FRANCISCO ALEGRE… Y SEÑORA
Benidorm en verano. Casi ná. Me dejo caer por un hotelito cualquiera y un sábado noche estoy tomando una copa en la terraza. Hay un gran bullicio, y es que nada hay más certero y peligroso que un grupo de chavales a los pies de una piscina con tres o cuatro cubos de hielo donde flotan cervezas, risas, miradas furtivas e inconfesables intenciones. En un extremo del recinto dos tipos, uno alto y joven y el otro mayor y algo enjuto, teclado y guitarra eléctrica en mano, desde la disco-móvil deslumbran al distinguido público con interpretaciones como “El toro y la luna”, “Macarena” o “Paquito el chocolatero”. Caspa pura y dura. La muchachada –el mayor no pasará de los veinte años- hace el tonto dentro y fuera del agua, aplaudiendo a rabiar cada final de canción, cada vez más fuerte, cada vez más cerveza. Se ríen. Se descojonan, para no mentirles. La disco-móvil se arranca por “Francisco Alegre” y el nivel de tontería del grupito alcanza ya cotas insospechadas. Gente sana, vaya. En esto que, de entre todas las mesas que ocupan la terraza, se levanta una pareja de ancianos y comienzan a bailar, solos, en medio de la improvisada pista. Ella es bajita y regordeta, con un vestido estampado jódemelarretina. Él, algo más alto, desgarbado, pelo canoso y arrastra la pierna derecha, desconozco si porque ya no le funciona o se la han tuneado en Ortopedias Martínez. La cosa es que ahí están, sin atisbo de rubor o vergüenza, mostrando su vejez, su discapacidad, sus kilos de más y tal vez su senilidad, delante de un grupo de púberes guapos, modelados, máquinas de vitalidad que se creen –al fin y al cabo, por edad, les va en el sueldo- eternos e invulnerables-. El solista va por aquello de “Niña morena/ ¿por qué me lloras, / carita de emperaora?,» y la mujer le regala una sonrisa a su torero.
Que puta y fina es la vida.

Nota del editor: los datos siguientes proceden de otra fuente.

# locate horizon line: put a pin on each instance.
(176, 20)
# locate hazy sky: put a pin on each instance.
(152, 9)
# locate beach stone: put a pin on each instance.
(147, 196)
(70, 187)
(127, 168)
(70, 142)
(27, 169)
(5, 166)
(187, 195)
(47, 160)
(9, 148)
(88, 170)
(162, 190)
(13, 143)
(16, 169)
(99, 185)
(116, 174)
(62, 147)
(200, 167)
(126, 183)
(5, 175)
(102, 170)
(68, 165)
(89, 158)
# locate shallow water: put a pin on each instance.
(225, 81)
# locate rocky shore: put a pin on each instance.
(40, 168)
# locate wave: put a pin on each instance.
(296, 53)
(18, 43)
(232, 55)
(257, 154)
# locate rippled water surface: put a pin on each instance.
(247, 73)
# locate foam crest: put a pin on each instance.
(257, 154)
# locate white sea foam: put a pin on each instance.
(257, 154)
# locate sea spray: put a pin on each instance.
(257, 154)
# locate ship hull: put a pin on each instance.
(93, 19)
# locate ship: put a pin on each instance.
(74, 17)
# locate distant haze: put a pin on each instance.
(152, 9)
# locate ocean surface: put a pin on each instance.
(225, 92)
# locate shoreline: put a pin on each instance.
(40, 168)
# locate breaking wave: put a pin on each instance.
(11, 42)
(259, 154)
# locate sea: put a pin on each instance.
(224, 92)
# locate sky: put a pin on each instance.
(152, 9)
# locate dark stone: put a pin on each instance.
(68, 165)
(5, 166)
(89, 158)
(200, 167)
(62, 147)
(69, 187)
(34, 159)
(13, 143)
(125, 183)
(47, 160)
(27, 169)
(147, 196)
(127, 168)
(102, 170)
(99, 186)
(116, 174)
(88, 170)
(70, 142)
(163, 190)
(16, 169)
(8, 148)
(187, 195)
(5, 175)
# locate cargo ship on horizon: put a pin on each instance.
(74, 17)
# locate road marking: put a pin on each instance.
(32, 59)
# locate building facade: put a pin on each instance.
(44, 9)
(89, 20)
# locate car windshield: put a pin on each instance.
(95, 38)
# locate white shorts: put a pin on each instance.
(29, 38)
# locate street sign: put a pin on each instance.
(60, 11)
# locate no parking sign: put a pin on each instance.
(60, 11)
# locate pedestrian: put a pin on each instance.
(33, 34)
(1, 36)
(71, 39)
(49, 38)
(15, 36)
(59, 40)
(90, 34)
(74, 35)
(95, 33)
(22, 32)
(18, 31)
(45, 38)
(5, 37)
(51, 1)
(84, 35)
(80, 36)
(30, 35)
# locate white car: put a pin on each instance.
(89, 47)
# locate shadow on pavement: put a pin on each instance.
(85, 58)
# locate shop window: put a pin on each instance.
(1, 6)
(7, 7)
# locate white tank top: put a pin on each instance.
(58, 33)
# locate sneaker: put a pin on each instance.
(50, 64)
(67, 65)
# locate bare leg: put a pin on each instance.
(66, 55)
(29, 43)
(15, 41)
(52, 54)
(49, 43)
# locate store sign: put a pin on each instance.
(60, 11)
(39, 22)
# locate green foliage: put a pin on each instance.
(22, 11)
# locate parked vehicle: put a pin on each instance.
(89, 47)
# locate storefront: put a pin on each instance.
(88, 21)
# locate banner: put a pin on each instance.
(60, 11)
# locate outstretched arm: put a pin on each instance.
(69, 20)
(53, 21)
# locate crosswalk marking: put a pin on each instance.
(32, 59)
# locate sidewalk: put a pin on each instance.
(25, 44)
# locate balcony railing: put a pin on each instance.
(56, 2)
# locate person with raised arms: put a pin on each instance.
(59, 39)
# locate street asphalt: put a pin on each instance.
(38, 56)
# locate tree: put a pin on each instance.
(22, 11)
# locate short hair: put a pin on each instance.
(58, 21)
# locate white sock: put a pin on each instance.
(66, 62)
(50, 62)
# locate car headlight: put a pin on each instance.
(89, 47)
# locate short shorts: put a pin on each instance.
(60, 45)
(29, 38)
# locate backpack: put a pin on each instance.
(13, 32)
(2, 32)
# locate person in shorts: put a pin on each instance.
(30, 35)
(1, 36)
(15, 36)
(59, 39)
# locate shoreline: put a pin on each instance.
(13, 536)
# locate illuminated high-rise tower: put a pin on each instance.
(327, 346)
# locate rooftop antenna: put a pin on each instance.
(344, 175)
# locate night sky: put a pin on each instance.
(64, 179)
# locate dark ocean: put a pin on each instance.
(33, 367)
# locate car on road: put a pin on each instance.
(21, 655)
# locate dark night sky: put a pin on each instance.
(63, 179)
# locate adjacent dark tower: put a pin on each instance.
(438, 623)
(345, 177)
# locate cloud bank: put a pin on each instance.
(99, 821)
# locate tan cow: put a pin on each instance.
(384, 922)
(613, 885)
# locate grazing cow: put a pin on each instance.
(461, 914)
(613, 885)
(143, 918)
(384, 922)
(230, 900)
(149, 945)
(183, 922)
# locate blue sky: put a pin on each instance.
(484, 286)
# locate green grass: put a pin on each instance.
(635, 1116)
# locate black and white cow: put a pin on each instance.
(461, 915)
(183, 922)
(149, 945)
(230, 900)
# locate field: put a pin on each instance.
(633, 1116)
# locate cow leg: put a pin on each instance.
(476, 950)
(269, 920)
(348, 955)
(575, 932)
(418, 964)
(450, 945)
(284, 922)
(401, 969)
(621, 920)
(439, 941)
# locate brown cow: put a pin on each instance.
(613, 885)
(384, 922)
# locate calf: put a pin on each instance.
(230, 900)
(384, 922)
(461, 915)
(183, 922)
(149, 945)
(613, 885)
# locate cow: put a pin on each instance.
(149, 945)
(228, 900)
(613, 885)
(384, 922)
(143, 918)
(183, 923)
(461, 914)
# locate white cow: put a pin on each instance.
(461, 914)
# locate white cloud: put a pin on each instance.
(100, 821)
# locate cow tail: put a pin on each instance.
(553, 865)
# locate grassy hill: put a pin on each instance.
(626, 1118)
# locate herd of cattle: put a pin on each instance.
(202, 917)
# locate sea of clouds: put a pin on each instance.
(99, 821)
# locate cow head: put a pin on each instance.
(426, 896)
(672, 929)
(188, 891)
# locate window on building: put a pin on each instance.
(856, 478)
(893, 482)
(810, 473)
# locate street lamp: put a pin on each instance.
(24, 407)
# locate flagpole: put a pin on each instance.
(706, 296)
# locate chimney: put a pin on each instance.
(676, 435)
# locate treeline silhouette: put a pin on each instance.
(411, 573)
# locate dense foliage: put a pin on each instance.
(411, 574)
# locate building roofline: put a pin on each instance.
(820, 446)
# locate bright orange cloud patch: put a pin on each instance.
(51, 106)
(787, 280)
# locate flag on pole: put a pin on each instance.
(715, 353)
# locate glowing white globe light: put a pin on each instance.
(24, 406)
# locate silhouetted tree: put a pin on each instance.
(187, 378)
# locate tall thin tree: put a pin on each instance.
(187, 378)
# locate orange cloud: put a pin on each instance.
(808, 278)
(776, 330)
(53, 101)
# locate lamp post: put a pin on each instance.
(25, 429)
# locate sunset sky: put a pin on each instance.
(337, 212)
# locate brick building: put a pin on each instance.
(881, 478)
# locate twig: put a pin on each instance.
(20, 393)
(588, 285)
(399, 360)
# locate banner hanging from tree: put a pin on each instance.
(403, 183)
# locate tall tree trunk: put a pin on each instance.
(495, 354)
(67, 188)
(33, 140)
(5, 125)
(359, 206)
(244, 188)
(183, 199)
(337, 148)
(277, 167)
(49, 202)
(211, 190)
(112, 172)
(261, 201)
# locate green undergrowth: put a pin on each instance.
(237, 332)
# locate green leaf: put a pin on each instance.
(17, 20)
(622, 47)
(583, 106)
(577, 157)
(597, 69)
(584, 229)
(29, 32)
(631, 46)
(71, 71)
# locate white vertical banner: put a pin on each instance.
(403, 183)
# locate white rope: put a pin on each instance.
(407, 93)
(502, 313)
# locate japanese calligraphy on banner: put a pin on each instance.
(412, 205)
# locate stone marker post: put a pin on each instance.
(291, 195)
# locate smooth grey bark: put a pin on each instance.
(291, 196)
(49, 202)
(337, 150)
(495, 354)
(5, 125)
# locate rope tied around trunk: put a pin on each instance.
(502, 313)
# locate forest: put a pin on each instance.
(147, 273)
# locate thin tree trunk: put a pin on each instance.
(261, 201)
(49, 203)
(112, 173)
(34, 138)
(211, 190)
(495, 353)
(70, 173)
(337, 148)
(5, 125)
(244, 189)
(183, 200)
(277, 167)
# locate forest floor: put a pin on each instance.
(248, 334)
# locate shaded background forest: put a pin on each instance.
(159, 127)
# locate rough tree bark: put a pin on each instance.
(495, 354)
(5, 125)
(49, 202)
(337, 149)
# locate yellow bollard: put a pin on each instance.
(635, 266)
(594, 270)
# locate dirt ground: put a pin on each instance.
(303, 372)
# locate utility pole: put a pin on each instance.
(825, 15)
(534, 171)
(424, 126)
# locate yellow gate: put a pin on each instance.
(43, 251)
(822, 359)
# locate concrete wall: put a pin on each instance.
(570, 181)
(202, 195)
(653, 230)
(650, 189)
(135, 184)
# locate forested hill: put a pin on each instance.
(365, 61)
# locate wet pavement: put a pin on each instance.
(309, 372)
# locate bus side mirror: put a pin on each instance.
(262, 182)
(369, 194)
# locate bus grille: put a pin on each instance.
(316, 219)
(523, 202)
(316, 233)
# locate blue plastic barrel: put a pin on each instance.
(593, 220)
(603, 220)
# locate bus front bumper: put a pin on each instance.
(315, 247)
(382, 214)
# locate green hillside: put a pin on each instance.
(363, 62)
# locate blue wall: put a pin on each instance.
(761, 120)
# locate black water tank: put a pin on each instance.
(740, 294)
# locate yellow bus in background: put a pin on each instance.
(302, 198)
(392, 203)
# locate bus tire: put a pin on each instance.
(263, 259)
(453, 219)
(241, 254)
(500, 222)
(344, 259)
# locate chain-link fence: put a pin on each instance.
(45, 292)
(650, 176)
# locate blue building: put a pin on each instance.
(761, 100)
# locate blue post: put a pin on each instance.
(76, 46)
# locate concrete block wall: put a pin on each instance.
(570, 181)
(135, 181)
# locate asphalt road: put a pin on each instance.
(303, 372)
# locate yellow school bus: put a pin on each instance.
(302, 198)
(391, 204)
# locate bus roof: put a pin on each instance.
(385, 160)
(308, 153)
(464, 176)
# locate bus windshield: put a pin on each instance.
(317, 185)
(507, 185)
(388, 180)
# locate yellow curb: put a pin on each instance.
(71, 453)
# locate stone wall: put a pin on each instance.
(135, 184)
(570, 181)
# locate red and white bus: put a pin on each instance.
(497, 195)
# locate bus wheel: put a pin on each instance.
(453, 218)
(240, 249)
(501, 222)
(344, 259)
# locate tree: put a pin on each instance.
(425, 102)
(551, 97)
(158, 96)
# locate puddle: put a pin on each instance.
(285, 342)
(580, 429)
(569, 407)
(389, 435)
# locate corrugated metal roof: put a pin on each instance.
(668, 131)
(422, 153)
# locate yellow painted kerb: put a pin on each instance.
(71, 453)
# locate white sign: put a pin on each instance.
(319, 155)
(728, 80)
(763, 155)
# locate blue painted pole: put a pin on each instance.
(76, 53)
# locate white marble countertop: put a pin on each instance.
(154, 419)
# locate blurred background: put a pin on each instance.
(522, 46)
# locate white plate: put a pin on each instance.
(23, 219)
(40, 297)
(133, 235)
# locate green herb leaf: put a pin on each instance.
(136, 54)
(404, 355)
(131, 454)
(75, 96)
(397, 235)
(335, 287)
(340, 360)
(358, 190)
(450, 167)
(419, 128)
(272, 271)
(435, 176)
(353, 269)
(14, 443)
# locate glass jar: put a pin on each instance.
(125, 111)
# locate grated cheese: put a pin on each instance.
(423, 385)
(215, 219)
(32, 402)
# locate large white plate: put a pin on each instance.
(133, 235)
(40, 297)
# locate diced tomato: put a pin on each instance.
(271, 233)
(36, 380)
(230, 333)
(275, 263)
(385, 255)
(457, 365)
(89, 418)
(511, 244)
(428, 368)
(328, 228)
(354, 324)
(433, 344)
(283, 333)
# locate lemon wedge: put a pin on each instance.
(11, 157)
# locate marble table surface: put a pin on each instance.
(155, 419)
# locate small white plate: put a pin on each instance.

Cómo nos coloca ahí, por el motivo que sea, y nos insufla las ganas de comernos el mundo, de aprender, de echarle ganas a todo, pero también cómo erramos al pensar que lo verdadero y auténtico sólo sucede cuando estamos en plena posesión de nuestras facultades. Y no. De los primeros amores, del torrente de hormonas que son los chavales de la piscina, ojalá que con los años quede ese poso, maduro y sereno, de la tranquilidad que otorga contemplar el océano después de una larga travesía, de borrascas que se fueron como vinieron, temporales que nos arrebataron lo más querido, e incluso la inquietud que tuvimos por el miedo a ciertas tormentas, la mayoría de las cuales finalmente nunca sucedieron. Esa pareja de viejos –las cosas como son- sabe que está llegando al final de su singladura, y que por fuerza uno de ellos volverá al mar antes que el otro, pero sea cual fuere el tiempo que les quede, tienen claro que los habitantes del penúltimo puerto les van a contemplar bailando, mirándose, luciendo orgullosos su amor, sus años, sus canas y su pierna ortopédica, superado ya el riesgo de haber necesitado prótesis más importantes, como la del alma o el corazón.
Apuro la copa, y antes de marcharme me quedo contemplando a los auténticos jóvenes riendo, disfrutando, mirándose furtivamente y soñando quién sabe qué cosas secretas e inalcanzables. Y un poco más allá, entre cubos de cerveza, los chavales siguen haciendo ruido y creyéndose eternos.